# A pebble of mass 0.05 kg is thrown vertically upwards

A pebble of mass 0.05 kg is thrown vertically upwards. Give the direction and magnitude of the net force on the pebble .
(i) during its upward motion.
(ii) during its downward motion.
(iii) at the highest point where it is momentarily at rest.
Do your answer change if the pebble was thrown at an angle of 45° with the horizontal direction? Ignore air resistance.

When an object is thrown vertically upward or it falls vertically downward under gravity then an acceleration g = 10 m/\${{s}^{2}}\$ acts downward due to the earth’s gravitational pull.

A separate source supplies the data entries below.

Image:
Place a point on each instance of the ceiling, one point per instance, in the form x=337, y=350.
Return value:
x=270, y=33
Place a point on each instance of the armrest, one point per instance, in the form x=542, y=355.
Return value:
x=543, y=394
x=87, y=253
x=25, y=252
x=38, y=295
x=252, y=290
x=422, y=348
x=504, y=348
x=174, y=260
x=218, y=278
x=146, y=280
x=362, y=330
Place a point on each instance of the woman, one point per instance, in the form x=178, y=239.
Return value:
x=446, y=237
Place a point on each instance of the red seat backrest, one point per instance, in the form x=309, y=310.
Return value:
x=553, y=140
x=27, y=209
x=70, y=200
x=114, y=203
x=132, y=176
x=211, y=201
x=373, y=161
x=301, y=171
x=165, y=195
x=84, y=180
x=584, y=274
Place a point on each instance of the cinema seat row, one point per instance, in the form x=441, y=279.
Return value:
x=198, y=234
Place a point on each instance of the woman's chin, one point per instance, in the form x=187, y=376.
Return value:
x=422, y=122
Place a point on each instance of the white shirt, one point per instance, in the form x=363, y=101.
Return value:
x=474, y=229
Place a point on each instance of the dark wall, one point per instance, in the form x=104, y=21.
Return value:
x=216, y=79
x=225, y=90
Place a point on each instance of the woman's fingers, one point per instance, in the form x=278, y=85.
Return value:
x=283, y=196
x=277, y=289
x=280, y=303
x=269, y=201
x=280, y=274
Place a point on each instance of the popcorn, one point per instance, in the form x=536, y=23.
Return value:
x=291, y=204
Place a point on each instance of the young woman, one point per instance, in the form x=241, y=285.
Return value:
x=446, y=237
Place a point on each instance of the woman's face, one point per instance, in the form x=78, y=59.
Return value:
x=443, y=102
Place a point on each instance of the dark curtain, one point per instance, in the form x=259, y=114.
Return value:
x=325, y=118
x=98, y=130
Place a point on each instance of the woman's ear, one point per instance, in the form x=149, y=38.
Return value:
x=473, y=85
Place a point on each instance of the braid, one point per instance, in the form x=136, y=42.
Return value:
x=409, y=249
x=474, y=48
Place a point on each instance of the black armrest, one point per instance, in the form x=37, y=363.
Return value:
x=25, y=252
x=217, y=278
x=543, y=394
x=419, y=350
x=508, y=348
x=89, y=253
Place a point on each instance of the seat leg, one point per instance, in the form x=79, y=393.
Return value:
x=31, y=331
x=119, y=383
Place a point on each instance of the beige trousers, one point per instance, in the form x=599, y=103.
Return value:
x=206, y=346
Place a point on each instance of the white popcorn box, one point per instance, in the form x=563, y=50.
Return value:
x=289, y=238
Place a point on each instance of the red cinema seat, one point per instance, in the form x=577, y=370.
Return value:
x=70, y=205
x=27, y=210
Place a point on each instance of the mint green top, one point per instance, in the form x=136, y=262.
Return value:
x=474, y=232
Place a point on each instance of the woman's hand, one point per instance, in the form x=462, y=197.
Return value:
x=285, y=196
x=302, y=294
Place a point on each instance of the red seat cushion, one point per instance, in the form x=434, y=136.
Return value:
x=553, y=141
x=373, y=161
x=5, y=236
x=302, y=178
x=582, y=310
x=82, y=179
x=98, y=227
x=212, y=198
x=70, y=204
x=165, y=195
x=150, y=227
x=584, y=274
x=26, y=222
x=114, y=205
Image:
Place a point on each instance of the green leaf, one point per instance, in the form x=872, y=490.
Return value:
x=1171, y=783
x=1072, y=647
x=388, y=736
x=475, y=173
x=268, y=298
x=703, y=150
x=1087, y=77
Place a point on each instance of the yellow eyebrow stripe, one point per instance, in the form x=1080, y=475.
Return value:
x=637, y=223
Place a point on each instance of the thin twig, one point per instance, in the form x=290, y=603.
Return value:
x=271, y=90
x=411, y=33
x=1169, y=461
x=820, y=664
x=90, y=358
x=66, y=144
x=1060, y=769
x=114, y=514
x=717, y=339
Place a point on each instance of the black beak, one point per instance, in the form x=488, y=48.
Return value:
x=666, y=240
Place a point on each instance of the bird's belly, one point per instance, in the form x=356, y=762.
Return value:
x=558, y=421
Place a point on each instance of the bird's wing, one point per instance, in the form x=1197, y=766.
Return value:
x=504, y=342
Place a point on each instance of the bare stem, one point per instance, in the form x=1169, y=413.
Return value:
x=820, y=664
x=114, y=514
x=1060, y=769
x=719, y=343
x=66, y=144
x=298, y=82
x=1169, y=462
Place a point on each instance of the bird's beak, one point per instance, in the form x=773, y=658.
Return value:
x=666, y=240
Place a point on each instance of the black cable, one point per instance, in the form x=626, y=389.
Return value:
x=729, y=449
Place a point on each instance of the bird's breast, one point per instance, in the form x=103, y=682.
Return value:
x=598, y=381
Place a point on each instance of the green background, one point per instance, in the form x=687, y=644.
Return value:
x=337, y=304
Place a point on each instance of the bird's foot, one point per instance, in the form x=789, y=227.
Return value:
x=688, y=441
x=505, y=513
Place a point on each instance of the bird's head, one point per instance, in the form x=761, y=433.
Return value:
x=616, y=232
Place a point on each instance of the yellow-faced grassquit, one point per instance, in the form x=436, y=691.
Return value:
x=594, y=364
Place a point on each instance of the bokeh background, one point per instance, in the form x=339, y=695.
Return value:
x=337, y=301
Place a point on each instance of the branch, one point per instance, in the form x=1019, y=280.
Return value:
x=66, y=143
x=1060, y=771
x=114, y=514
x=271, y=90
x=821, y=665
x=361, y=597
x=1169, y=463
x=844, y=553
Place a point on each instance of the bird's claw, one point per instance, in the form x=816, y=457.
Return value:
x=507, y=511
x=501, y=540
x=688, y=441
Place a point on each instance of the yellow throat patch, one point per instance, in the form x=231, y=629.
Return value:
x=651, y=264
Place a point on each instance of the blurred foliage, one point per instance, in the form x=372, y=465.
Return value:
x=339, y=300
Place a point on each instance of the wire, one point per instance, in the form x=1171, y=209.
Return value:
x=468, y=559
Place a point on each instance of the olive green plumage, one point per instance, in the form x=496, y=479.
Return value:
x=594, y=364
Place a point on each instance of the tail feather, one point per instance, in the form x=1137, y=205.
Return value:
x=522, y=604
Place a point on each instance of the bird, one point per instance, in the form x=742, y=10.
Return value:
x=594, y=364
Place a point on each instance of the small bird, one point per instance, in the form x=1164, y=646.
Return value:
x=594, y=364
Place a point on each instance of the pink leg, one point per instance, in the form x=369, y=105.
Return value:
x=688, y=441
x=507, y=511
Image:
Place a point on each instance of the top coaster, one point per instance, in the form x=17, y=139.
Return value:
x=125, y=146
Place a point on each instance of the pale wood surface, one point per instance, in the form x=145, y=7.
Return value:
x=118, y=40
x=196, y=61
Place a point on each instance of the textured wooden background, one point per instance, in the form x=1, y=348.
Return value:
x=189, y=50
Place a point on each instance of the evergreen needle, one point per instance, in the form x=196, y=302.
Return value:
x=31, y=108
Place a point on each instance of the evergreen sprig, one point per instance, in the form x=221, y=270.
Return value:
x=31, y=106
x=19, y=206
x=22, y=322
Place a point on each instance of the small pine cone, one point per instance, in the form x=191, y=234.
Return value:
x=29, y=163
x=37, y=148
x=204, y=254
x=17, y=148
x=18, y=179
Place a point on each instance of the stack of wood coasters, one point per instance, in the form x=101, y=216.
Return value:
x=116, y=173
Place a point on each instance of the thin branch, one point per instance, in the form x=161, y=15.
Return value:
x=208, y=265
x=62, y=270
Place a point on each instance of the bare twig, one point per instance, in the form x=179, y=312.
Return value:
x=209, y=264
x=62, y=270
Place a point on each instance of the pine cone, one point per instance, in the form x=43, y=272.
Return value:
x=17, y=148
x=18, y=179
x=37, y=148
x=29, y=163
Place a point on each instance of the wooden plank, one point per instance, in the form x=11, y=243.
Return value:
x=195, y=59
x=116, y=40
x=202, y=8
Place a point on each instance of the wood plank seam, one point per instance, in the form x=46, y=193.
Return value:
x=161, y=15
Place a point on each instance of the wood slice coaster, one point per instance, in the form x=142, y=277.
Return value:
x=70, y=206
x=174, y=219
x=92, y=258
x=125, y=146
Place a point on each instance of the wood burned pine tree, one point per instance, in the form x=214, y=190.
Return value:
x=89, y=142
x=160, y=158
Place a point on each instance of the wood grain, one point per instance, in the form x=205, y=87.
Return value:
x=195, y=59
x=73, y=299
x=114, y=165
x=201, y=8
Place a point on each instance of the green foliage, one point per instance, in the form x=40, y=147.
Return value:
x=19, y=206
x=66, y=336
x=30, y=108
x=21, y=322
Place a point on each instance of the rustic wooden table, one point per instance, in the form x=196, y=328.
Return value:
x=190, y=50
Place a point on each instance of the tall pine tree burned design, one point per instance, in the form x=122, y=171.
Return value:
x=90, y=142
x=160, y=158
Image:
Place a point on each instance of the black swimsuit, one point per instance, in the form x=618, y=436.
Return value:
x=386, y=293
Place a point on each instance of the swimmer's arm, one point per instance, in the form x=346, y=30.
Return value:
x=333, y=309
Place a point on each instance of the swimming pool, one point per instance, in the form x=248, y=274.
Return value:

Mass of pebble (m) = 0.05 kg
(i) During upward motion
Net force acting on pebble (F) = ma = 0.05 X10 N
= 0.50N (vertically downward)
(ii) During downward motion
Net force acting on pebble (F) = ma = 0.05 X10 N
= 0.50N (vertically downward)
(iii) At the highest point
Net force acting on pebble
(F) = ma = 0.05 X10N
= 0.50 N (vertically downward) If pebble was thrown at an angle of 45° with the horizontal direction then acceleration acting on it and therefore force acting on it will remain unchanged, i.e., 0.50 N (vertically downward). In case ©, at the highest point the vertical component of velocity will be zero but horizontal component of velocity will not be zero.